Lupita Nyong'o When I posted a picture on my Instagram of newly minted Academy Award winner Lupita Nyong’o giving her acceptance speech at Sunday night’s awards ceremony, I didn’t know or even suspect that there was any question about whether she was black. The photo was of a beaming Nyong’o holding up her award in triumph. Her speech—especially the part where she said, “No matter where you’re from, your dreams are valid”—moved me.

I, like many, had been rooting for her to win an Oscar as soon as the credits rolled on 12 Years a Slave. To me, Nyong’o’s win—and she said as much in her speech—was a win for black girls, black women and women of all colors everywhere.

I like the actress so much, I started referring to her as “Our Lady Lupita.” And I said so in thatInstagram caption, which read, “Black Girl Magic! Get you some. Congrats to Our Lady @lupitanyongo on her Oscar win!” Innocent enough, right?

Promptly, a follower responded, “Actually, she’s Mexican.” It was said as if Nyong’o couldn’t be black and Mexican at the same time. For anyone who is confused by this, I point you toward two documentaries, The Forgotten Roots and African Blood, which show that the Diaspora extends to Mexico, too.

But back to Nyong’o. Her father was a Kenyan professor who was teaching in Mexico when she was born. She also returned to the country when she was a teenager. Calling her Mexican isn’t technically inaccurate. But it’s not the whole story. She’s also Kenyan because both her parents are and because she was raised in Kenya.
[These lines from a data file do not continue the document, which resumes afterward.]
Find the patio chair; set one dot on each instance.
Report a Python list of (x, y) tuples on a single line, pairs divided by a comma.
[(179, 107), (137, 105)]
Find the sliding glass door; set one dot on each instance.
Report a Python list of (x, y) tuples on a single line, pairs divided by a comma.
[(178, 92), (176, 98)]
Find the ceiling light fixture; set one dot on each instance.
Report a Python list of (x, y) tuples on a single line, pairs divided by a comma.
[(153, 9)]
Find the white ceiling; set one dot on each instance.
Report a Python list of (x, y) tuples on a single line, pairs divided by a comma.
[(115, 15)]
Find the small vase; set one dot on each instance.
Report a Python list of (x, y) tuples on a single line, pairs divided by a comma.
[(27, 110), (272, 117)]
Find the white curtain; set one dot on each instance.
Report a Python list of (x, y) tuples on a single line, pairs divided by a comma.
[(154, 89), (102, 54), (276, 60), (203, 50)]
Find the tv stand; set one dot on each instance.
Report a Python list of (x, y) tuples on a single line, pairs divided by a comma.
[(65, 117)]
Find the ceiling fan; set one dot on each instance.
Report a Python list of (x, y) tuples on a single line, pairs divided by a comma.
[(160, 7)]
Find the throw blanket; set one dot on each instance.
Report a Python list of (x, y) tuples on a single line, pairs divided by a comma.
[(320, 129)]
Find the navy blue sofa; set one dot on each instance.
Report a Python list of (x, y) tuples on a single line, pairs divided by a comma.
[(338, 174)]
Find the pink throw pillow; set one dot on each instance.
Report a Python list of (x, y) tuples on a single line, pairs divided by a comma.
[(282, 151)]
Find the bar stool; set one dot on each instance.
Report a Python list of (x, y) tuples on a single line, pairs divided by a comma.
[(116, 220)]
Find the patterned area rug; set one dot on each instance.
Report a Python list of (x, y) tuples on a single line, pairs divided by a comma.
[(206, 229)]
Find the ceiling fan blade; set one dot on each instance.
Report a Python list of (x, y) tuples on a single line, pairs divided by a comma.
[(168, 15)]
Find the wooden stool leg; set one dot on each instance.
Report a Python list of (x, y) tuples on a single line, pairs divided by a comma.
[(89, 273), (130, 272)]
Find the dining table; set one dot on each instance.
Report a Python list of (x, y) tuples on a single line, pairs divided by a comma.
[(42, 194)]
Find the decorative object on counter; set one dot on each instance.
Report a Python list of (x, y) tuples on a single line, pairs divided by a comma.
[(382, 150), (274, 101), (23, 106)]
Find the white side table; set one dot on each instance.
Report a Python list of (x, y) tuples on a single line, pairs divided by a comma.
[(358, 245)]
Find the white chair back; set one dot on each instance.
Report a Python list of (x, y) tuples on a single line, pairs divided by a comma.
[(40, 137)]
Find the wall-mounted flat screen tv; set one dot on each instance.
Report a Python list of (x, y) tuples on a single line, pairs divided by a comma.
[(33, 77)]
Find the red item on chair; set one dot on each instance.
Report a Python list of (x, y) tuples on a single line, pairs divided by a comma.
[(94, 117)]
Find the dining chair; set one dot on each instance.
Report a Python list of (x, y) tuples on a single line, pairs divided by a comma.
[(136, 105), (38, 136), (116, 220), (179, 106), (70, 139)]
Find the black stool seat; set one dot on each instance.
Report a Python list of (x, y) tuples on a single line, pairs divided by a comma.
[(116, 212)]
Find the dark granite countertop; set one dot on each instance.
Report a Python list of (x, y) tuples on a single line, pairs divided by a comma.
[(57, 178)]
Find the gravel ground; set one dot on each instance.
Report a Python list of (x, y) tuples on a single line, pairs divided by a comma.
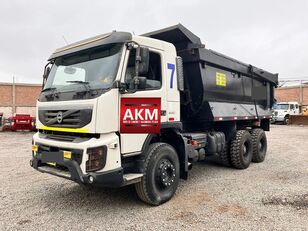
[(269, 196)]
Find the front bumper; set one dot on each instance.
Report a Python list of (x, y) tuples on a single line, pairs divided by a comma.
[(113, 178), (278, 118), (52, 151)]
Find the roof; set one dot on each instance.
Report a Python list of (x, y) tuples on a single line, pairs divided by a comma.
[(21, 84), (113, 37)]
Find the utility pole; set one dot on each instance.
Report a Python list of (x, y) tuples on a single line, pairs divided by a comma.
[(13, 97), (301, 92)]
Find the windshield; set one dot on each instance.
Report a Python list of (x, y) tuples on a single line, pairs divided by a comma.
[(281, 107), (96, 67)]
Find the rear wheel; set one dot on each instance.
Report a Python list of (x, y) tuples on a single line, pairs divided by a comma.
[(259, 143), (161, 174), (241, 150)]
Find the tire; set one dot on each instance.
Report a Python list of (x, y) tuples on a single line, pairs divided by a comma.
[(161, 174), (224, 156), (241, 150), (259, 143)]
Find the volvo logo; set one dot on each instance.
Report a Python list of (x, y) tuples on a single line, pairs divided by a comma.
[(59, 117)]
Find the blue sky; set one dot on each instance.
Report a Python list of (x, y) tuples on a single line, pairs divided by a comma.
[(272, 35)]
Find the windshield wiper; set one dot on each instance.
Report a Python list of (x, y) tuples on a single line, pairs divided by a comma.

And she’s black because—and I can’t believe I have to explain this—look at her. The deep-brown complexion, the wonderfully kinky hair and the full lips all fit the phenotype of the people colloquially called “black.” For me, that makes Nyong’o unquestionably a black woman, even if she hasn’t always felt that way.
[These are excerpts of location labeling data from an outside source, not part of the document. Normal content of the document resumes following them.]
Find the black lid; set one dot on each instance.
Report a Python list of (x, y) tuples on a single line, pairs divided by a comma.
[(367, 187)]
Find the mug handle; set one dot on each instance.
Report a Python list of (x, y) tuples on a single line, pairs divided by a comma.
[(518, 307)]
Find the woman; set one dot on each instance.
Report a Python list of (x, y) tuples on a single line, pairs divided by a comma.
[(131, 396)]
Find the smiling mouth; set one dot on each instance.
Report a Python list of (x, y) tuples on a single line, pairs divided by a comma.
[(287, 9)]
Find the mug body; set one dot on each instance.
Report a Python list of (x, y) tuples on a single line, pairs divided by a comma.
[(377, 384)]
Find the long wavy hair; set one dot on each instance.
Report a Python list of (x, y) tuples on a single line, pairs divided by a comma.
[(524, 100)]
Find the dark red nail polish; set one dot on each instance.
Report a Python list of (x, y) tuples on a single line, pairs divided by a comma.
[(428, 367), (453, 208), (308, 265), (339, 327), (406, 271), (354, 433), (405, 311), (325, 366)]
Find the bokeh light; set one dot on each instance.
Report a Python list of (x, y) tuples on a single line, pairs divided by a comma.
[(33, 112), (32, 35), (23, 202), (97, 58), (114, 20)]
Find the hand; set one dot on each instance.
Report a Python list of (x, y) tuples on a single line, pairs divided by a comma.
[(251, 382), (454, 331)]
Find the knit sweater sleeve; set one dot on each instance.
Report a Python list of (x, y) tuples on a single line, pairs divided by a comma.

“Having come to the United States was the first time that I really had to consider myself as being black and to learn what my race meant,” Nyong’o told Vogue. “Because race is such an important part of understanding American society.”
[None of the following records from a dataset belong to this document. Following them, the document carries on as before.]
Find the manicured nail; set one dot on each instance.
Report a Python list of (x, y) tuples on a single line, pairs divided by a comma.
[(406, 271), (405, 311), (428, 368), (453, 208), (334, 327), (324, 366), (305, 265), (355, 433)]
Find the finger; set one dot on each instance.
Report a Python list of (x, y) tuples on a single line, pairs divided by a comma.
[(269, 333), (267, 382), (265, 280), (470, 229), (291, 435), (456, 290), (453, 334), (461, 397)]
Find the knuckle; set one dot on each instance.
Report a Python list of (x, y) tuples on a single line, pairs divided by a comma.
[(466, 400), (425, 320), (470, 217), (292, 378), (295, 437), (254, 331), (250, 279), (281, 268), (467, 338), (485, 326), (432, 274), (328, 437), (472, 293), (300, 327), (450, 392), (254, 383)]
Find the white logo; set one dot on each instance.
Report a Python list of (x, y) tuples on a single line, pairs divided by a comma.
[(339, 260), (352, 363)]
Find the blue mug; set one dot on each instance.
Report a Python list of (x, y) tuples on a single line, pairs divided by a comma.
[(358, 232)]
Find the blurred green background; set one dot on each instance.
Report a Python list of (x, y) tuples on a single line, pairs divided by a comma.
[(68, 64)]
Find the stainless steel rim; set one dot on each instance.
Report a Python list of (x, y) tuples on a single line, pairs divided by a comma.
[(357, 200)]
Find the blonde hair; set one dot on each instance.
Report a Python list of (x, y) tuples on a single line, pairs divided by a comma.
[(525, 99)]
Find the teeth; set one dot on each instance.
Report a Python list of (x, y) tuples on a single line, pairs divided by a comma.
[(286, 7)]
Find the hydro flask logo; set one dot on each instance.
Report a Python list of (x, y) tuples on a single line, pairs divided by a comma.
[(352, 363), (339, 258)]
Not everyone defines “black” the same way. For some, it’s a race that extends across nationalities—i.e., the African Diaspora. For others it’s a way to describe the unique experience of African Americans. The people who fall into the “Lupita’s not black” camp are usually thinking of culture.

Then there are those who place nationality above everything else, which make them consider her Mexican-ness or Kenya-ness only. Nyong’o claims both, saying on the red carpet, “I am Mexican and Kenyan at the same time. I have seen that they are fighting over my nationality, but I insist I am Mexican Kenyan, and I am fascinated by tacos with roasted meat.”

But perhaps there’s something else at the root of this drive to define what Nyong’o really is. It seems that whenever a black woman is recognized for her beauty in America, there’s often a clamor to make her “other” or “exotic,” as if being “just” black isn’t good enough. There always has to be something more that explains why she’s considered a “great beauty.”